Consultation-Liaison Psychiatry

Psychiatric Issues in Neurology: Parkinson's Disease

Vice-Chairman, Department of Psychiatry Professor of Psychiatry, Medicine, and Surgery, Chairman, Consultation/Liaison Psychiatry, Virginia Commonwealth University Medical Center

First published in Psychiatry Weekly, Volume 2, Issue 41, on October 29, 2007

Psychosis

Parkinson’s disease is accompanied by dementia in a substantial minority of cases, and the boundary between Parkinson’s disease with dementia (PD-D) and dementia with Lewy bodies (DLB) is not a clear one. Psychotic symptoms (hallucinations and delusions) occur in 50% to 75% of patients with DLB, 30% to 50% with PD-D, and 5% to 15% with Parkinson’s disease without dementia. Hallucinations are usually visual and delusions are most often paranoid. While limited psychotic symptoms with retained insight in Parkinson’s disease have been regarded as benign, a recent study suggests this is not the case and that most individuals’ psychotic symptoms progress over a period of years.

In the early days of L-dopa treatment, adverse psychiatric reactions, particularly psychotic symptoms, were frequent after initiation of therapy and reported in up to 50% of patients after several years of treatment. The addition of carbidopa to L-dopa made this much less common. Psychotic symptoms have been reported as adverse reactions to other dopaminergic drugs in Parkinson’s disease, including bromocriptine, pramipexole, and ropinirole, but have not been clearly related to dose or length of exposure. Anticholinergics are beneficial for Parkinsonian symptoms but risk aggravating cognitive dysfunction if dementia is also present. Anticholinerigcs also may cause psychotic symptoms as part of delirium, whereas the hallucinations and delusions induced by dopaminergic drugs are usually isolated psychotic symptoms unaccompanied by delirium.

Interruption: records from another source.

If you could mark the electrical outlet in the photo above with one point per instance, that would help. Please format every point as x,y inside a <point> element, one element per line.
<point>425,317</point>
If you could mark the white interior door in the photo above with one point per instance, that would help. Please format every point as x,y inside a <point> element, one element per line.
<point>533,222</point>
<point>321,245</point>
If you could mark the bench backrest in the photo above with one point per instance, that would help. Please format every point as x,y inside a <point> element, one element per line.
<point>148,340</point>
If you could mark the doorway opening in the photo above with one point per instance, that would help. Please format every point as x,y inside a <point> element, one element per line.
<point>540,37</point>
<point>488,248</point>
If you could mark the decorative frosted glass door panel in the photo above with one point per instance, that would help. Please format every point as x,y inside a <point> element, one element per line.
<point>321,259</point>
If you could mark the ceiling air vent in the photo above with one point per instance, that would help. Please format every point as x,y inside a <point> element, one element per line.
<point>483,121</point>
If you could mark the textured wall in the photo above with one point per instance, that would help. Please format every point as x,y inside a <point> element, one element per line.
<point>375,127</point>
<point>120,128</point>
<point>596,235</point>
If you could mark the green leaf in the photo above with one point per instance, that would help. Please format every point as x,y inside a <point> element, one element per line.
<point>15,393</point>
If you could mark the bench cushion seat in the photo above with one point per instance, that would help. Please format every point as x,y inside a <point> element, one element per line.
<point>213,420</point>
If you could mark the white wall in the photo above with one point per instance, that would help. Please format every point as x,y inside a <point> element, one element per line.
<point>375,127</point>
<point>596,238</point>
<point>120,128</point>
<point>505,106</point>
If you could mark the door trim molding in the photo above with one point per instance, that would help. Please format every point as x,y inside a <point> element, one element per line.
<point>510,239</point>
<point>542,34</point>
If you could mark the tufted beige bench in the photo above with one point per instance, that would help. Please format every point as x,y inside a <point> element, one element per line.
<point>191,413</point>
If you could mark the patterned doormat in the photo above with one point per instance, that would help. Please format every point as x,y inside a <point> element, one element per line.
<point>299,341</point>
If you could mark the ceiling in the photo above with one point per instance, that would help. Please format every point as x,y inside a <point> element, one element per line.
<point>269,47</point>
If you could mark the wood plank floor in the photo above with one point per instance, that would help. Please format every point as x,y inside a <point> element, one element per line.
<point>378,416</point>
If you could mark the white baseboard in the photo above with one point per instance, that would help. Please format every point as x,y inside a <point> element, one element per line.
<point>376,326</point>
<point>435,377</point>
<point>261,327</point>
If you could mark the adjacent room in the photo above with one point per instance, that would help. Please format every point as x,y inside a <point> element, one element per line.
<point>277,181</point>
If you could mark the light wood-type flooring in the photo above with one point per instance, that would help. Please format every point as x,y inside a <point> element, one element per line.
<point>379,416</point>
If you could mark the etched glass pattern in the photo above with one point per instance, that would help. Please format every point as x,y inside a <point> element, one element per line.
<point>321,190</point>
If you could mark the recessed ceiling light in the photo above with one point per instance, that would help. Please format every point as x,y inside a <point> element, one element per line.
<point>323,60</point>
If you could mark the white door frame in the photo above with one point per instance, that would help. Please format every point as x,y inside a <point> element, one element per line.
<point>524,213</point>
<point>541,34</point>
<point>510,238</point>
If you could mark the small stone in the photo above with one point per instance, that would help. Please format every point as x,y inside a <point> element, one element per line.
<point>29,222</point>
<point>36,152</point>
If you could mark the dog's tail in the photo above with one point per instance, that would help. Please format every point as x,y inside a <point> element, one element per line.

Typical neuroleptics, especially high-potency ones, are contraindicated in Parkinson’s disease because they exacerbate symptoms and block the effect of dopaminergic drugs. Clozapine is the only antipsychotic shown in a randomized controlled trial (that also included olanzapine and risperidone) to be effective against psychosis, without aggravation of Parkinson’s disease. Quetiapine appeared beneficial for psychotic symptoms without worsening Parkinson’s disease in an open trial, but two small randomized controlled trials were negative. Despite its mixed dopamine agonist-antagonist profile, open trials of aripiprazole have not supported its use for psychosis in Parkinson’s disease. While there are case reports of psychotic symptoms responding to cholinesterase inhibitors in patients who have PD-D, without aggravating Parkinson’s disease, others have reported they caused significant worsening of Parkinson’s disease motor symptoms (which is not surprising since anticholinergic drugs reduce Parkinson’s disease motor symptoms).

Depression

Depression is very common in Parkinson’s disease with a prevalence of up to 40% to 50%. For treatment of depression in Parkinson’s disease, tricyclic antidepressants may have the side benefit of reducing Parkinson’s disease motor symptoms because of their anticholinergic effects, but this must be balanced against the risk of their aggravating cognitive or autonomic dysfunction. Selective serotonin reuptake inhibitors have occasionally been reported to exacerbate Parkinson’s disease motor symptoms and rarely have caused extrapyramidal side effects in patients without Parkinson’s disease. Mirtazapine may be a good choice for depression in Parkinson’s disease and may even reduce symptoms of Parkinson’s disease. Finally, dopamine agonists such as pramipexole may be an alternative to antidepressants in Parkinson’s disease.

Disclosure: Dr. Levenson is on the advisory board for Eli Lilly.